We believe that adjusted loss per share from continuing operations provides meaningful supplemental information regarding the Company's performance by excluding certain charges that may not be indicative of Valaris’s ongoing operating results. This allows investors and others to better compare financial results across accounting periods and to those of peer companies, and to better understand the long-term performance of our business.
Valaris defines "Adjusted EBITDA" as net loss from continuing operations before income tax expense, interest expense, reorganization items, net, other (income) expense, depreciation expense, amortization, net, loss on impairment, equity in earnings of ARO, (gain) loss on asset disposals, merger transaction and integration costs and lease modification adjustment. Adjusted EBITDA is a non-GAAP measure that our management uses to facilitate period-to-period comparisons of our core operating performance and to evaluate our long-term financial performance against that of our peers. We believe that this measure is useful to investors and analysts in allowing for greater transparency of our core operating performance and makes it easier to compare our results with those of other companies within our industry. Adjusted EBITDA should not be considered (a) in isolation of, or as a substitute for, net income (loss), (b) as an indication of cash flows from operating activities, or (c) as a measure of liquidity. Adjusted EBITDA may not be comparable to other similarly titled measures reported by other companies.

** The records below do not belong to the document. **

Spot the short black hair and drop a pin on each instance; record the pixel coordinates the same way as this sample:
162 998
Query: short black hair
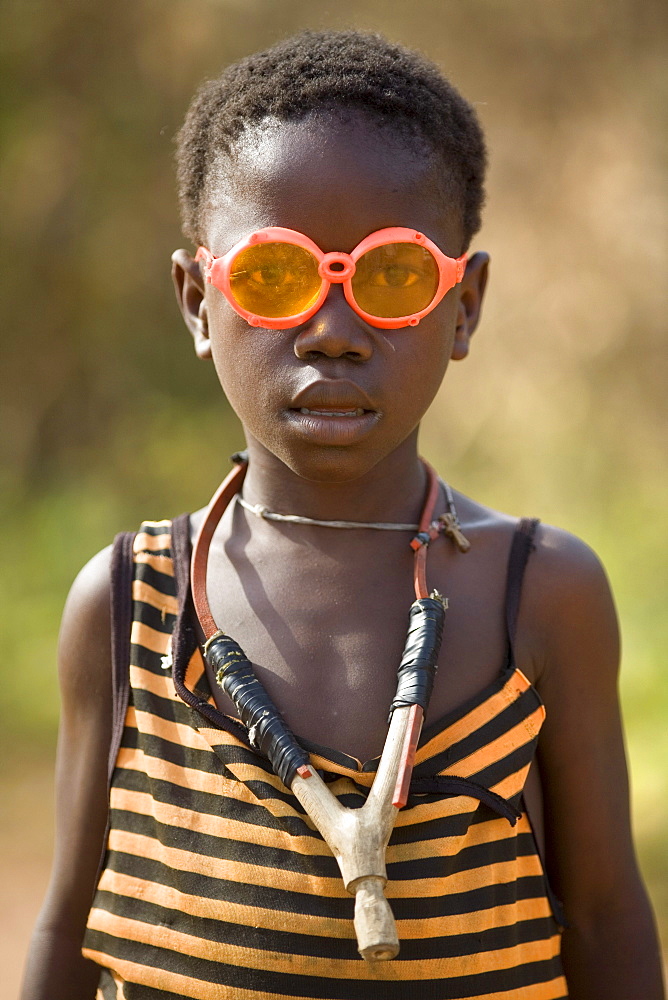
330 70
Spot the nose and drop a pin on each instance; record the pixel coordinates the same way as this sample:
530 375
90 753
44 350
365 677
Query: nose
336 331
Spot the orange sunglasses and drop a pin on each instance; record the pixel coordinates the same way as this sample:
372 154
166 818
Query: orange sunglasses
278 278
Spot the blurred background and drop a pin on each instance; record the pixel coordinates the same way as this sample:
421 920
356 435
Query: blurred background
108 418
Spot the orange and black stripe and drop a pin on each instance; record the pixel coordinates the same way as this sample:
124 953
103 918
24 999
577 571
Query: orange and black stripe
216 885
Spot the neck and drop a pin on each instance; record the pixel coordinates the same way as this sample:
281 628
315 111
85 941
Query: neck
370 496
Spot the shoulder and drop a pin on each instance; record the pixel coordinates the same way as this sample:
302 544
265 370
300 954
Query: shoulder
84 645
568 623
566 609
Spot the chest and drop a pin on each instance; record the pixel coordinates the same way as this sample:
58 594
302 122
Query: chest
325 629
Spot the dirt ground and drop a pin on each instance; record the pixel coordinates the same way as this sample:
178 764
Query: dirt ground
26 834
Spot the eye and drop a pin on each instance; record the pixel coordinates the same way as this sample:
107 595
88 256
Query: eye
274 276
394 276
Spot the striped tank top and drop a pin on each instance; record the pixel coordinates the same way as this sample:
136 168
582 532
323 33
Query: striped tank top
214 883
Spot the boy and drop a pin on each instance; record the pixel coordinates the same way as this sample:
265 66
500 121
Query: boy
214 882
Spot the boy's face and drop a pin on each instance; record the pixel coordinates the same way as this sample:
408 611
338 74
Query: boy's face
336 182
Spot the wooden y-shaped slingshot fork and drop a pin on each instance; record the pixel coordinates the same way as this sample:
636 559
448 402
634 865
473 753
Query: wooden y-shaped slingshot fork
356 837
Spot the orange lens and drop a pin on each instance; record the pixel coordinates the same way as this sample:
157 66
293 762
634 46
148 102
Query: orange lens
275 279
396 279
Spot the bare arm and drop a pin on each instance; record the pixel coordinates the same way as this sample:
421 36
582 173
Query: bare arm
55 969
610 947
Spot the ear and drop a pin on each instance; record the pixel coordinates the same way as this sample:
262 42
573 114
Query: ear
189 287
471 292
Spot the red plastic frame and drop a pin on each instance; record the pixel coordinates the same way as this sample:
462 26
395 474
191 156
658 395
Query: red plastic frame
217 273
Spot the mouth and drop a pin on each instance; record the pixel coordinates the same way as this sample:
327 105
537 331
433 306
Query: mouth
333 412
358 412
332 427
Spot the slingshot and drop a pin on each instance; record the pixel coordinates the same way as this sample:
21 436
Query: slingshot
356 837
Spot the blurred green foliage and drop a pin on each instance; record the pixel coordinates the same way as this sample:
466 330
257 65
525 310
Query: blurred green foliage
107 418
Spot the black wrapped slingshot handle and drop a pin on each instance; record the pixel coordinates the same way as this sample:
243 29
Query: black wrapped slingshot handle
267 730
417 670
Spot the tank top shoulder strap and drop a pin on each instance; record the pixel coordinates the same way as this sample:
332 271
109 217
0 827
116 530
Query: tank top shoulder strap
521 547
122 574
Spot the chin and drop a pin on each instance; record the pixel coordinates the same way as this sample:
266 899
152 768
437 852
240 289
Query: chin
331 465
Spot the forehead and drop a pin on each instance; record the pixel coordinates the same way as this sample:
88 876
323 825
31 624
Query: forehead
335 178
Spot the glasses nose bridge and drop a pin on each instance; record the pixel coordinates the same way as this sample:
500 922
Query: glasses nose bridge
344 270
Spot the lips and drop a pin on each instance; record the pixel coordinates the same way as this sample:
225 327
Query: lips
333 412
333 396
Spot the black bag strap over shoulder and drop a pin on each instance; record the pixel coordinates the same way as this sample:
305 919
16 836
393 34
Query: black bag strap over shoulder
521 548
122 572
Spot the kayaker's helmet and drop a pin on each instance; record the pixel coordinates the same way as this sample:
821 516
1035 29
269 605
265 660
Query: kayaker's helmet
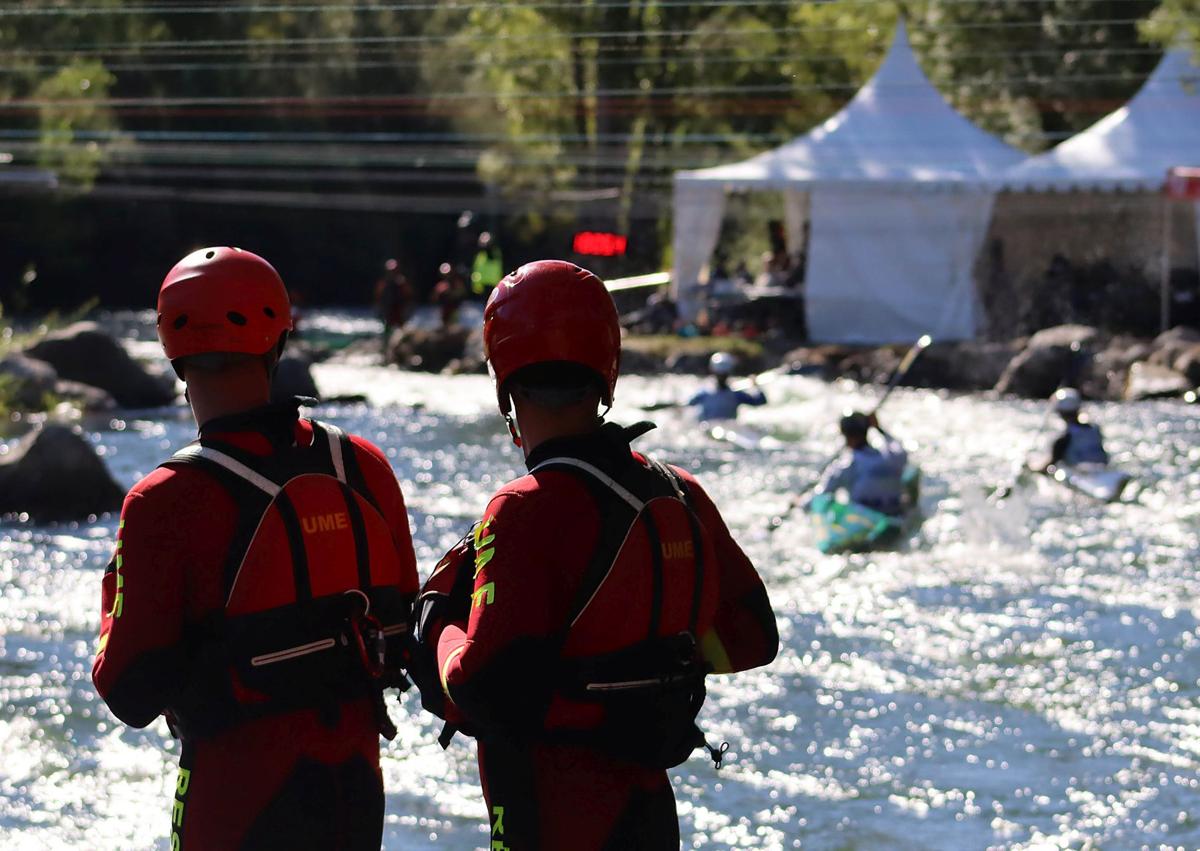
1067 401
222 300
855 424
721 364
551 312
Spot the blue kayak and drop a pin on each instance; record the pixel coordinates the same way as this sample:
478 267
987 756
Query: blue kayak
851 527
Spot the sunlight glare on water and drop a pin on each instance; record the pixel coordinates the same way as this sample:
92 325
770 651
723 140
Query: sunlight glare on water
1021 677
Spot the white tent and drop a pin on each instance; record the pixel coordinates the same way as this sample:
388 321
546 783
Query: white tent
897 186
1131 149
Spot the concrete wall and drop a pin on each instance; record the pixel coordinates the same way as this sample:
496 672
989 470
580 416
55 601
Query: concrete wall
1108 273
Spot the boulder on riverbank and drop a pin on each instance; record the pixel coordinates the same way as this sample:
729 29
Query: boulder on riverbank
87 354
1153 381
54 474
1051 357
427 349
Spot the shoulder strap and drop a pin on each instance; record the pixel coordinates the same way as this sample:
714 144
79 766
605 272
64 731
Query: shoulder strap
346 467
251 491
598 474
697 540
618 509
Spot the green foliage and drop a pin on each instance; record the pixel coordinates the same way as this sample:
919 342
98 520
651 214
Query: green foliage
69 109
573 112
1174 23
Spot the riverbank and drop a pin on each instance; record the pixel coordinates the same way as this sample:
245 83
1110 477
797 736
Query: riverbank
85 367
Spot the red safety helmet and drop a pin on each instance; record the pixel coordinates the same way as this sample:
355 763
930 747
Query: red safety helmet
551 311
222 300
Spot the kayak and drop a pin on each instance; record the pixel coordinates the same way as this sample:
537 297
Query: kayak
851 527
1097 481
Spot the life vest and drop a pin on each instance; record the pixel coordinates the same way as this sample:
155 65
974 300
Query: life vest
877 478
313 615
1084 445
649 682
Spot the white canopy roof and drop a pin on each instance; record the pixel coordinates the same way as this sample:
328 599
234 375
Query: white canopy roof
1132 148
897 130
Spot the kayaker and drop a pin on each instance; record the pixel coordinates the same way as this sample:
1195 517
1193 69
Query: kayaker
723 401
873 475
261 588
1080 441
570 633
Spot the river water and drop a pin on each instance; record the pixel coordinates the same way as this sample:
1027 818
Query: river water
1025 677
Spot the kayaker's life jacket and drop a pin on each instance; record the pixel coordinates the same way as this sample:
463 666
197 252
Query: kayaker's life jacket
1085 444
313 615
873 477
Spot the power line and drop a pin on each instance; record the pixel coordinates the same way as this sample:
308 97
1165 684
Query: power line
258 7
382 105
334 41
683 54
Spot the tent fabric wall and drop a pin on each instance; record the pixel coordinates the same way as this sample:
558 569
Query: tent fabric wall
1129 149
796 216
699 210
916 250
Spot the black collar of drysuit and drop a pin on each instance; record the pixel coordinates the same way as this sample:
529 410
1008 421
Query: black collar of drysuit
276 421
606 448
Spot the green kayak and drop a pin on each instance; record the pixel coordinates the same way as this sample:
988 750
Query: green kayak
850 527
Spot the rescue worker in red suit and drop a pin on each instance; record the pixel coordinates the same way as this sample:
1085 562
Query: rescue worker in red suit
571 631
262 587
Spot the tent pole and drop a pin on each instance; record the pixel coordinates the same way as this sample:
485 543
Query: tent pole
1165 267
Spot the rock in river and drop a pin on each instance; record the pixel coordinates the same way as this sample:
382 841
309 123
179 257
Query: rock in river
87 354
54 474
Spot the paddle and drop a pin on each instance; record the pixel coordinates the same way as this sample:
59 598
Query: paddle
1023 466
897 377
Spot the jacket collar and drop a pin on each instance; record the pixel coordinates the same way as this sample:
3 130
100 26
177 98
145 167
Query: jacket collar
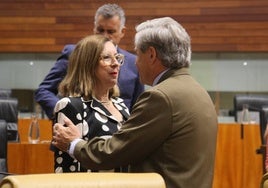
174 72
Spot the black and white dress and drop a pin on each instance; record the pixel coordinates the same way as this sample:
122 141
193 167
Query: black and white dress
92 118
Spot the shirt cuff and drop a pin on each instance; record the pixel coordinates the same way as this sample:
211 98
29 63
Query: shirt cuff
72 146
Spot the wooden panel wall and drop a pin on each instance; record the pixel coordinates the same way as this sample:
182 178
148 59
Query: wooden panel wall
214 25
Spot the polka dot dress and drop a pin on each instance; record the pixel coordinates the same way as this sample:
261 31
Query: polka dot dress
92 118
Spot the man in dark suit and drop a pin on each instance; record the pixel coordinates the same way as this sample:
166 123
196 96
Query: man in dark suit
109 21
172 129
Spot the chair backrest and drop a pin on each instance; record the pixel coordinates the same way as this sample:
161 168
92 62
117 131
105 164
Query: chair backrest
3 147
85 180
9 113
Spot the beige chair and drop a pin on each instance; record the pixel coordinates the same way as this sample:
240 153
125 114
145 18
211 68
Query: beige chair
84 180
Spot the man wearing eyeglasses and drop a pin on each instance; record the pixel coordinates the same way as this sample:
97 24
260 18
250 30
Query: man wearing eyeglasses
110 22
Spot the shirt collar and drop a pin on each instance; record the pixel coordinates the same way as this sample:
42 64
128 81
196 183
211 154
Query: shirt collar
159 76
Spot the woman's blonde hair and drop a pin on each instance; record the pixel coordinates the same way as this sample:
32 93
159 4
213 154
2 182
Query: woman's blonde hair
81 79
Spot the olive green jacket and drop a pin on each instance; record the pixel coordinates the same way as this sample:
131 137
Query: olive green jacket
172 130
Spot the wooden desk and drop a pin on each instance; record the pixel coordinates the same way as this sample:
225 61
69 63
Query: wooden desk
237 164
26 158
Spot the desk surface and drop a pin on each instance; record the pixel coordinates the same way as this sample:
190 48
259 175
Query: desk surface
236 165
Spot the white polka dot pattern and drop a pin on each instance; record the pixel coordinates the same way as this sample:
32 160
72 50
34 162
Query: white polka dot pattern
100 117
92 119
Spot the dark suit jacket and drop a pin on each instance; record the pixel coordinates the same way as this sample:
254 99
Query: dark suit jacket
172 131
129 84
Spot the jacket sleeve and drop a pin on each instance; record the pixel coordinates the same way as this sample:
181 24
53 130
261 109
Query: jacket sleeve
46 94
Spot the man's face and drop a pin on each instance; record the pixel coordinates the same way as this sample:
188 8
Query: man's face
110 28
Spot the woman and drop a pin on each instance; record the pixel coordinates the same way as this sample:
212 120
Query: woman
90 94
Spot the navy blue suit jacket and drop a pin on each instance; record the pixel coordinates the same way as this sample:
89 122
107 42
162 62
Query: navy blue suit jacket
128 81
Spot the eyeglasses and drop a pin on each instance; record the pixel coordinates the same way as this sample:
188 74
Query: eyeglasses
109 59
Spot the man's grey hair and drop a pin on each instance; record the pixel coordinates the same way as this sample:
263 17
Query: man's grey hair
109 11
168 37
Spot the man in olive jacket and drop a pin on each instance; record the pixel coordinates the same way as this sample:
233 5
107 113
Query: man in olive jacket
172 129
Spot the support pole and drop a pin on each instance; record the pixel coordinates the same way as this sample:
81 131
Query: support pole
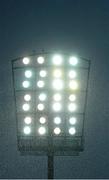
50 166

Valaris defines ARO "EBITDA" as net income before income tax expense, other expense, net and depreciation expense. EBITDA is a non-GAAP measure that our management uses to facilitate period-to-period comparisons of ARO's core operating performance and to evaluate ARO's long-term financial performance against that of ARO's peers. We believe that this measure is useful to investors and analysts in allowing for greater transparency of ARO's core operating performance and makes it easier to compare ARO's results with those of other companies within ARO's industry. EBITDA should not be considered (a) in isolation of, or as a substitute for, net income (loss), (b) as an indication of cash flows from operating activities, or (c) as a measure of liquidity. EBITDA may not be comparable to other similarly titled measures reported by other companies.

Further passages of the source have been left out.